Ville de Lausanne Award - 2022 - Dora Mahecic
High-throughput and adaptive super-resolution fluorescence microscopy of organelles
EPFL thesis n°10 326
Thesis director: Prof. S. Manley
For innovations in light shaping and real-time adaptation for high-throughput super-resolution microscopy, and their applications to structural biology and cellular biophysics.
Biological processes take place across a range of spatial and temporal scales. Fluorescence super-resolution microscopy has allowed unprecedented insight into the workings of biological systems below the diffraction limit of light. However, most super-resolution techniques are laborious and slow, faced with existing challenges in throughput for the collection of large datasets and capturing dynamic processes in living cells. The aim of this thesis is to overcome these limitations through improved optical design and adaptive microscope control.

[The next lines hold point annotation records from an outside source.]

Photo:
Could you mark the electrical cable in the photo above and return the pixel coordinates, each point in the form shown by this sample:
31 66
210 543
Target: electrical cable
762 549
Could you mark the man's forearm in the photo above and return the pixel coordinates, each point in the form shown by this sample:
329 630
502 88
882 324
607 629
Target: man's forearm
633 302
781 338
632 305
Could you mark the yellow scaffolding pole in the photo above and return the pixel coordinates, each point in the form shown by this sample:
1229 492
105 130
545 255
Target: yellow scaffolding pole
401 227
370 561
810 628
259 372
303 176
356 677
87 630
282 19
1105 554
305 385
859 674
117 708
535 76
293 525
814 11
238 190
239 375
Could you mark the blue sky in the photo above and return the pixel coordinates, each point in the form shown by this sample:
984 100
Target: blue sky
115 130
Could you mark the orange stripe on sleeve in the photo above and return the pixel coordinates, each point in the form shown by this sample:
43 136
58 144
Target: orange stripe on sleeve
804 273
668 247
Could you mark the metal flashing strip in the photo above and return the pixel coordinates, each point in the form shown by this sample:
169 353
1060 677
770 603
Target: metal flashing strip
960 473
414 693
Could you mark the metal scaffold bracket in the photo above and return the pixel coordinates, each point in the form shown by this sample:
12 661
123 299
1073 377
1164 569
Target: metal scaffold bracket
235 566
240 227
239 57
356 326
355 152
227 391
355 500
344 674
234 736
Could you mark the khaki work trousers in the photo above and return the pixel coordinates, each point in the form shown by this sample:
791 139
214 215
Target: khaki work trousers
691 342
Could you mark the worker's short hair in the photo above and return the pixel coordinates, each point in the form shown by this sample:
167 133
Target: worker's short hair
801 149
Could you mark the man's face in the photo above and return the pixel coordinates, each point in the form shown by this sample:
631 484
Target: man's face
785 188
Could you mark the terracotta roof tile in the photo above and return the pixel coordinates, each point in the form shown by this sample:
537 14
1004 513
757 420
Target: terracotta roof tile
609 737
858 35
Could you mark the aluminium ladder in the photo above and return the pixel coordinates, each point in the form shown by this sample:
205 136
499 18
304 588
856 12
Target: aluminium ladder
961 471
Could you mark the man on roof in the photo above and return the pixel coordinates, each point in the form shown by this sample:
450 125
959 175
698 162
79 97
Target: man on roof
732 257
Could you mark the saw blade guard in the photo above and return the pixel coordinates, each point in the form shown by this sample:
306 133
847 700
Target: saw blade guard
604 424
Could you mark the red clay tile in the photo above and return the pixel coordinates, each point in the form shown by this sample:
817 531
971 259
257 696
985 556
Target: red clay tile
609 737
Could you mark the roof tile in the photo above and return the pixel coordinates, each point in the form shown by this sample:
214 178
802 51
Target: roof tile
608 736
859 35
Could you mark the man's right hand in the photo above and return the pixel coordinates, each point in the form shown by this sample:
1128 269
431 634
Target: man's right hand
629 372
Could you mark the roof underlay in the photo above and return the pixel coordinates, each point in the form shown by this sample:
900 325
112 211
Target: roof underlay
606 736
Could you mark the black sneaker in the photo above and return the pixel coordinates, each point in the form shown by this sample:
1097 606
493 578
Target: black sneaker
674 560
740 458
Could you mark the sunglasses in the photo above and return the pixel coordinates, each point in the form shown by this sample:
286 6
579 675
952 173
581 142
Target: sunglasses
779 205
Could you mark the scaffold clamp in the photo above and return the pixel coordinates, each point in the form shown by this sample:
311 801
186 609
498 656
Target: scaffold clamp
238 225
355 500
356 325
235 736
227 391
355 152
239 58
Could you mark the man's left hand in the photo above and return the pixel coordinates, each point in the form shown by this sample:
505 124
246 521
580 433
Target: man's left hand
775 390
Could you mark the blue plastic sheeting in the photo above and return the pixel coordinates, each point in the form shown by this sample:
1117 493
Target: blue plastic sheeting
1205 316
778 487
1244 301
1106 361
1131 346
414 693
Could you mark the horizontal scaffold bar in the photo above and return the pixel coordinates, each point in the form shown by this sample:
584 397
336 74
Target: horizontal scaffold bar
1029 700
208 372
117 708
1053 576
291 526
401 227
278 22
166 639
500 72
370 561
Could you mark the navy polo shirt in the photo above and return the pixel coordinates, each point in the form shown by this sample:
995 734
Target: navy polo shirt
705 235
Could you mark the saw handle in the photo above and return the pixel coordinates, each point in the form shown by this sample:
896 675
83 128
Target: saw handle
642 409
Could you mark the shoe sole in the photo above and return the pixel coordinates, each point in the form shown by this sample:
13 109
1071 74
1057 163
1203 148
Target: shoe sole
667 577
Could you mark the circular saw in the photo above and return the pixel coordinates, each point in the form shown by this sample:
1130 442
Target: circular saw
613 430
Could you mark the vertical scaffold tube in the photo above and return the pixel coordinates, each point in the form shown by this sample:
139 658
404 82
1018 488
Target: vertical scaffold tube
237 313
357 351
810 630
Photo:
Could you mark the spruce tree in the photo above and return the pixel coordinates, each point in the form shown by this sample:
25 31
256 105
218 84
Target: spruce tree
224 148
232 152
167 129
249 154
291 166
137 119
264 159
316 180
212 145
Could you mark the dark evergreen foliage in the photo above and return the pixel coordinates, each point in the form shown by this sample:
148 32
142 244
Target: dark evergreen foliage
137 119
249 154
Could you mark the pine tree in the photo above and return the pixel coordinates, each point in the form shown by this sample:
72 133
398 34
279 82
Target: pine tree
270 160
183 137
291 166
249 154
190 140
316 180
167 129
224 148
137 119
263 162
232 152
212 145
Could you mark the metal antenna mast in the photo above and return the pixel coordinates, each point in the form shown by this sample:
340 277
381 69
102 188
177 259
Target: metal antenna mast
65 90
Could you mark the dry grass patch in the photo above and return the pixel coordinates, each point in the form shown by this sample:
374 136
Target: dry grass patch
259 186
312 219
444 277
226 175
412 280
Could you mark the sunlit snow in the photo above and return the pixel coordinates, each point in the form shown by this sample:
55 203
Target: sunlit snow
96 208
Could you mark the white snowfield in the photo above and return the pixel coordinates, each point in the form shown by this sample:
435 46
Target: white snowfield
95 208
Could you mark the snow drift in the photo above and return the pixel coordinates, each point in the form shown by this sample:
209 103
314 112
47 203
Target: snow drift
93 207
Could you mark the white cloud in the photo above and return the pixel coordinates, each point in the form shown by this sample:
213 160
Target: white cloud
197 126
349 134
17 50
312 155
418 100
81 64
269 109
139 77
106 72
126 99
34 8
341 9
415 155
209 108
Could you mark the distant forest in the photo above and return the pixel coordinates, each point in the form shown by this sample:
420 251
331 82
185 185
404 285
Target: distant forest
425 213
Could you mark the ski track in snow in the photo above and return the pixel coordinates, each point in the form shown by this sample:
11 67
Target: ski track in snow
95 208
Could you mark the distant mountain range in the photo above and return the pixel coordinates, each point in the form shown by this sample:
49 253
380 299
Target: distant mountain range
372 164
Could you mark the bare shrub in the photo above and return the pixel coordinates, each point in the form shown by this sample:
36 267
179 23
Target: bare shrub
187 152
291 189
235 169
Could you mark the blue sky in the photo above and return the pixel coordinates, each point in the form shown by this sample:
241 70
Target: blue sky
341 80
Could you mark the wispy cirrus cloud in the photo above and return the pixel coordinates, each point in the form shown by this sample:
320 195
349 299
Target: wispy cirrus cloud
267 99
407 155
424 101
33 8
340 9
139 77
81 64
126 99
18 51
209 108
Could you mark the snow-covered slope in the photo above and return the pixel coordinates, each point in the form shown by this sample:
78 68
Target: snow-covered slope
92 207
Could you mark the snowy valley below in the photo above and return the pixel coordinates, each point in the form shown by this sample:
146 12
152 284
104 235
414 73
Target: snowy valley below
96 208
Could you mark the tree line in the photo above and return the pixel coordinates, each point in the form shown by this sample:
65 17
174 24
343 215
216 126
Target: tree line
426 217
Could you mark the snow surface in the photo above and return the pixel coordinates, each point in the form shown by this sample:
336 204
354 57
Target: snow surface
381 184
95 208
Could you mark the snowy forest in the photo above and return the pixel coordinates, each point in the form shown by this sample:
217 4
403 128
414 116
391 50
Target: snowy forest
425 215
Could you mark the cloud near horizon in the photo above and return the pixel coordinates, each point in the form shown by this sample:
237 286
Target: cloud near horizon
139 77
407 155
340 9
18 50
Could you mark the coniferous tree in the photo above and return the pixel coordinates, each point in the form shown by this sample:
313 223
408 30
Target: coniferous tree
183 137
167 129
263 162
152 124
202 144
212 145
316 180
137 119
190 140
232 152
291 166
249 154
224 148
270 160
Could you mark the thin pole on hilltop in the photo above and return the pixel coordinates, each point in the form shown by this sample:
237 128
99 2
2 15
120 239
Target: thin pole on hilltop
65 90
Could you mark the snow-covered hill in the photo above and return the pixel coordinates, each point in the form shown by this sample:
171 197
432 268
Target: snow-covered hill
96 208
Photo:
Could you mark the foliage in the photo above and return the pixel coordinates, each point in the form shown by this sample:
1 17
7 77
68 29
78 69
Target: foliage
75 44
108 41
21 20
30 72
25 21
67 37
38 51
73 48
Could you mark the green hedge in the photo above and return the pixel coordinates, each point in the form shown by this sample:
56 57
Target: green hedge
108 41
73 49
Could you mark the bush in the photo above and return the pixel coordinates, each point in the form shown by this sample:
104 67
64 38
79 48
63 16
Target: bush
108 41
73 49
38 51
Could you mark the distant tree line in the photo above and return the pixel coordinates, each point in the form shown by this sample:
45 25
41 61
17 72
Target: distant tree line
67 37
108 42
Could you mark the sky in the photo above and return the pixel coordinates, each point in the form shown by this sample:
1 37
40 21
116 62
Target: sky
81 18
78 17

The design of a novel flat-fielding module for multi-focal excitation and its integration into an instant structured illumination microscope results in larger fields of view with uniform illumination and allows for multi-color, 3-dimensional imaging at double the diffraction-limited resolution. We apply these tools to study molecular organization within the centriole. Secondly, by replacing rigid microscope controls with machine learning-assisted control of the imaging parameters, we enable the microscope to adapt the optimal imaging parameters on-the-fly, to best fit the biological process in question and adapt to changes in the sample. This allows us to capture events of interest at high imaging speed, while preserving the sample during a lack thereof. We apply this approach to capture the final stages of bacterial and mitochondrial division.